Artificial intelligence is an exponential technology that has apparatus performing tasks once restricted to having to be done by humans. Advances give a glimpse of health care benefits, such as improving the process of treatment decisions, eliminating unnecessary procedures, and minimising postoperative complications.
All of it positively impacts on quality of life with fewer interventions, diagnosis accuracy, and more assured prognosis and recovery programme. It plays a crucial role in revolutionising the entire realm of health care and how it is viewed.
It is used extensively in dental laboratories, and is finding a pivotal place in the education and teaching of dental issues, treatments and techniques.
The computer science of AI endeavours to understand, create and design intelligent entities, most of which are exemplified as software programs, defined as a sequence of operations to perform a specific task.
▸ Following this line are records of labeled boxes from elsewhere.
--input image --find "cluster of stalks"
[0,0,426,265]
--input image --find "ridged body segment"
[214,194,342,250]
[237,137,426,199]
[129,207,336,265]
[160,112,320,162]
Historically, artificially intelligent systems applied specific rules to the tasks they were to solve, requiring knowledge, engineering and fine-tuning by subject-matter experts. An example would be a system designed to detect lesions in medical imaging that looks for abnormally coloured lumps of a given shape. Fine-tuning might be the range of healthy tissue colours, or minimum dimensions in identifying a potential lump.
Now, a branch of AI known as machine learning and, more recently, deep learning is most commonly used.
Machine Learning (ML) is where a system learns intelligent performance without prior information or handcrafted rules. Without human assistance, it instead identifies patterns in examples from a large dataset by defining an objective, and optimising function to achieve it. This process, known as training, has an ML algorithm exposed to random examples to gain experience, and gradual adjustments are made until the wanted outcome occurs. As a result, the algorithm identifies patterns in the same way a child can be shown pictures and photographs of an elephant to learn the pattern of recognition and apply it to new images.
Deep learning imitates the way humans gain certain types of knowledge. While machine learning algorithms are linear, deep learning algorithms are stacked in a hierarchy of increasing complexity and abstraction. Much like that elephant-identifying kid learning that a white elephant, a pink elephant and an elephant in the room are indeed elephants, and at the same time, absolutely not at all.
Dental implants and crowns, because of their aesthetic function and natural feel, is a market estimated to reach $6.8 billion by 2024. Implants have transformed reconstructive dentistry, but the emerging endemic of peri-implantitis has severely compromised the long-term success of implant surgery.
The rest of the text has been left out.